There is a lovely and thought-provoking essay in this week’s issue of America Magazine, Forgive Us Our Debts : What Victor Hugo Taught Me about Justice (http://www.americamagazine.org/content/article.cfm?article_id=12919). In it, Jesuit Fr. William O’Malley, who teaches at Fordham Preparatory School in the Bronx, reflects on the difference between justice (following the rules) and Christianity. He cites several examples from Jesus’ life in which Jesus seemed to go out of his way to be present to people society viewed as terrible sinners. The example that leapt immediately into my mind this morning, before reading this article, was Jesus dealing with the woman caught in adultery, John 8:1-11. When the “teachers of the law and Pharisees” brought the woman before him for judgment, he refused to condemn her. Instead, he reminded them that none of us is without sin and so none of us had the right to throw stones at others.
The article recounts the episode from Les Miserables in which Jean Valjean has stolen silverware from Bishop Bienvenu, but when he is brought before the Bishop, instead of being forced to return the stolen property and receiving retributive punishment, he is magnanimously forgiven: “Ah, my brother,” the Bishop tells him. “Here you are!
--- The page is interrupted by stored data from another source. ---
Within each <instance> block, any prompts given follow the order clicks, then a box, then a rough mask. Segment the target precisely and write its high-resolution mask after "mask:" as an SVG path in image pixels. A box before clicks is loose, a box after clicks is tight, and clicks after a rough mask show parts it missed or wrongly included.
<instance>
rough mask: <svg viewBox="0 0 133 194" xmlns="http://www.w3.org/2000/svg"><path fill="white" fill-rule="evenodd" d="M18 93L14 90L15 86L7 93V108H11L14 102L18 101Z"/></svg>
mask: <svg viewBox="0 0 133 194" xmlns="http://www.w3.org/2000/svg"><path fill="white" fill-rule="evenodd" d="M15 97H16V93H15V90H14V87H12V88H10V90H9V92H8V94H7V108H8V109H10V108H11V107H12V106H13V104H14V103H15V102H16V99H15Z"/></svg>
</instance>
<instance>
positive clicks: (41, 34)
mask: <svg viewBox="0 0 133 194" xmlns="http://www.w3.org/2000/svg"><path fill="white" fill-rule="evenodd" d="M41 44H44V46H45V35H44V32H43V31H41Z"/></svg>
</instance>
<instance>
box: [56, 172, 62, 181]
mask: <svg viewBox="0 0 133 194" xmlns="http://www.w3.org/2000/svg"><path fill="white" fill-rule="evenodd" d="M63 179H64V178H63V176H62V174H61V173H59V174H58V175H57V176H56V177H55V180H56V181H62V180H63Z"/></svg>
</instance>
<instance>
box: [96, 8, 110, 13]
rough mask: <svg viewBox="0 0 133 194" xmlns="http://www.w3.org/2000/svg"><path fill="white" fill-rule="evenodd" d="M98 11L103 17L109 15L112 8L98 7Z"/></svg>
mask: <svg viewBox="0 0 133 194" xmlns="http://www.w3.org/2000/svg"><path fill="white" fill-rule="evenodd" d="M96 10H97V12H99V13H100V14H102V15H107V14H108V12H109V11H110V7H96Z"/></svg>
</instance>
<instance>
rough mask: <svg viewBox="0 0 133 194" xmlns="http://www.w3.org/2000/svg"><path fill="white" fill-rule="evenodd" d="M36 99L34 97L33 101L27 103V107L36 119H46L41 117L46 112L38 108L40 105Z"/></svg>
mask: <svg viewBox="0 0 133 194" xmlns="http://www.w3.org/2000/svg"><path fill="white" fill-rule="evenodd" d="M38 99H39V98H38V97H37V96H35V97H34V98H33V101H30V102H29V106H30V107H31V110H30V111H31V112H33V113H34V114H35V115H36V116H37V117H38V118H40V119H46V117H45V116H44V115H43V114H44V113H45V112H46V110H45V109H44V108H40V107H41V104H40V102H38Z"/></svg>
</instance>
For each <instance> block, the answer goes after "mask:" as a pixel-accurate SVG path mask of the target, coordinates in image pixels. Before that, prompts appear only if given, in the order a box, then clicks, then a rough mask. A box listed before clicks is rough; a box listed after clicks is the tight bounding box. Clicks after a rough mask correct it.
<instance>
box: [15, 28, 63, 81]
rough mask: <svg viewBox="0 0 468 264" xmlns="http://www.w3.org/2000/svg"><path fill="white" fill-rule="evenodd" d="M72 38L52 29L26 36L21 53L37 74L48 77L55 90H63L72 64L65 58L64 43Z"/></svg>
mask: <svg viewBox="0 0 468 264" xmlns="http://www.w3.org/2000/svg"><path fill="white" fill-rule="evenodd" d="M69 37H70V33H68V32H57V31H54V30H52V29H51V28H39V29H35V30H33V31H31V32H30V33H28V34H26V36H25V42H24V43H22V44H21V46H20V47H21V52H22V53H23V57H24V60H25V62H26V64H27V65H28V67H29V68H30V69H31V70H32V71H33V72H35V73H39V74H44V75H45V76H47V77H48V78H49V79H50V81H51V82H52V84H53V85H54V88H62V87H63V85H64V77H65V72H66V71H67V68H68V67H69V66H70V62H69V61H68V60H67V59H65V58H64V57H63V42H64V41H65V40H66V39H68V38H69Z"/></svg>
How is it you forgot I gave you the silver candlesticks too!” O’Malley points out how this treatment is not what we consider justice; it’s foolishness. It’s like rewarding the sinner. Kind of like the father throwing a party for his prodigal son.
O’Malley reminds us that “Christianity’s two overriding laws are not strictures but limitless invitations, and its sole determinative assessment of one’s life at the end is not about conformity but about attentive kindness.” Love God and love your neighbor. It’s about loving each other, and leaving it to the only One who truly has no sin to throw the first stone. Whether those stones ever fly is something we may never know and maybe don’t ever need to know. For myself, I’m learning what a difficult journey it is to not buy into society’s expectations for blame, punishment and retribution. It is so easy to give in to my ego needs and prove how good and worthy I am by pointing out someone else’s failings, much more challenging to learn to follow Jesus’ example of loving sinners, a category that includes every one of us whether we like to admit it or not.
2 comments:
Deep water to tread in your last two posts.
As for me, I have no answers as to why we do as we do. We, each of us, has to row our own boat through the currents that life brings us. Hopefully with joy and verve.
I just endeavor to be the best husband I can be. So far, so good, and I am blessed with a super companion on the journey.
As an aside, I know what "Bliss" is.......
It is a yummy burger joint in Florence. You should get there some time!
http://www.youtube.com/watch?v=q8jNt_h-Qvk
There ya go.
Your Constant Reader,
Giz
Thanks, Giz. I'm glad you have a super life companion, and that she has you. All the best to you both for a long, healthy, joy-filled marriage. Also, thanks for the recommendation of "Bliss." My daughter lives in Coos Bay so I do get down to Florence occasionally; I'll check it out one of these times soon.